I Always Skip This Ingredient When I Make Tuna Salad—Here's What I Use Instead
I'm not a fan of one popular tuna salad mix-in, so now I add this common ingredient instead. It's probably already in your crisper.


Tuna salad is a staple lunch for me. Canned tuna is easy to prepare, affordable, and a convenient option if, like me, you don’t eat meat. There’s just one problem with tuna salad: I’m not sold on the celery.
Sure, celery is fine, but it’s earthy, bitter, and unremarkable. I find it strange that it’s a default ingredient in tuna salad when so many other delicious things could be included. I finally realized that buying celery and chopping it up to include in my tuna salad wasn’t worth it for me anymore. However, my celery-free tuna salad was missing something.
What I Use In Tuna Salad Instead of Celery
Once I had stopped bothering to include celery in my recipe, I accidentally discovered the perfect replacement. Recently, I wrote about Ina Garten’s ricotta bruschetta and afterward found myself with an abundance of green onions left over in my fridge.

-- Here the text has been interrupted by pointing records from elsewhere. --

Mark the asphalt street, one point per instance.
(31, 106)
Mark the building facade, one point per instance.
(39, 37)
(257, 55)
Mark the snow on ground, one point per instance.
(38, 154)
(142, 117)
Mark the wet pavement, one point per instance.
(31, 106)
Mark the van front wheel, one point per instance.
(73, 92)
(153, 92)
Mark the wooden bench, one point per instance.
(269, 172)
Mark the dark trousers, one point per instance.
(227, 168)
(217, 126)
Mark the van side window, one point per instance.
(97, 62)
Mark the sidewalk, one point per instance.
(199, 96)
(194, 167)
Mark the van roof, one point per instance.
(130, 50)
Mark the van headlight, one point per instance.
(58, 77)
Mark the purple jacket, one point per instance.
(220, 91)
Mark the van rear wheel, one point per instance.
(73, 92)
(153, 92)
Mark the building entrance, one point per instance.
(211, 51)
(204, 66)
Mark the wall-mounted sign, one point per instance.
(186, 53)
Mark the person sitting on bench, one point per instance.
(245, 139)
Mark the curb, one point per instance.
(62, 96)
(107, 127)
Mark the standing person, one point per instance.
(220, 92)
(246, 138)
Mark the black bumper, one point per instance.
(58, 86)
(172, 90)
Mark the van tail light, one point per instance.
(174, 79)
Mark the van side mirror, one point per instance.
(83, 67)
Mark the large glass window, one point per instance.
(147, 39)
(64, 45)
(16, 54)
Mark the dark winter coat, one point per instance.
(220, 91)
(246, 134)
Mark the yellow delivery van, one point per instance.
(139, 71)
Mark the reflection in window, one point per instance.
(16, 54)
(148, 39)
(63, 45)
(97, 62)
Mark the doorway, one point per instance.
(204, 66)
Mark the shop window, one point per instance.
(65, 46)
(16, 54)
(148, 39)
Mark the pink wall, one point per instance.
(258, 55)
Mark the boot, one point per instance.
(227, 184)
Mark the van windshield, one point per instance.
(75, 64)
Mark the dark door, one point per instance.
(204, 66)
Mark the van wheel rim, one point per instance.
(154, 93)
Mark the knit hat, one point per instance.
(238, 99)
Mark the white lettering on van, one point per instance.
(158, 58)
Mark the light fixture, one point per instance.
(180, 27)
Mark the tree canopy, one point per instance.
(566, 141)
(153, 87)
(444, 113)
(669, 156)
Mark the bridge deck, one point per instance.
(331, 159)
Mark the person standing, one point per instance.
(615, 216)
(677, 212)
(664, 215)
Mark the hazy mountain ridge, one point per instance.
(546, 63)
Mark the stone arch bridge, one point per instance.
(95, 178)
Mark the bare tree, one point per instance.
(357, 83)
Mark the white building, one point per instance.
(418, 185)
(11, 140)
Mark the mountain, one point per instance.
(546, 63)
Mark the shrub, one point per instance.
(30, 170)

I knew if I didn’t make an active effort to use them up, in a week I’d be throwing out rotting green onions with a sigh of defeat for letting them go to waste. That’s how I discovered that green onions are the perfect replacement for celery in tuna salad.
Green onions add complexity to the tuna’s flavor profile and replace the fresh green color in the salad that you lose when you get rid of the celery. The onions' sharpness also compliments the tuna's saltiness and fishiness. The combination makes sense since fish and scallions are paired together in other dishes, like in tuna-scallion rolls or teriyaki salmon garnished with green onions.

How I Make Tuna Salad With Green Onions
You can use the green and white parts of the onion for this swap, the green for color and the white for crunch. As with celery, the onions can be cut into small or large pieces, depending on your preference.
Once they’re cut up, simply mix them in with the rest of your tuna salad ingredients. I recommend using white canned tuna packed in water or oil. I keep my recipe simple, adding mayonnaise, lemon juice, and salt. I love serving my tuna salad on crunchy sourdough toast, topped with arugula and spinach, fresh tomato slices, and sun-dried tomatoes.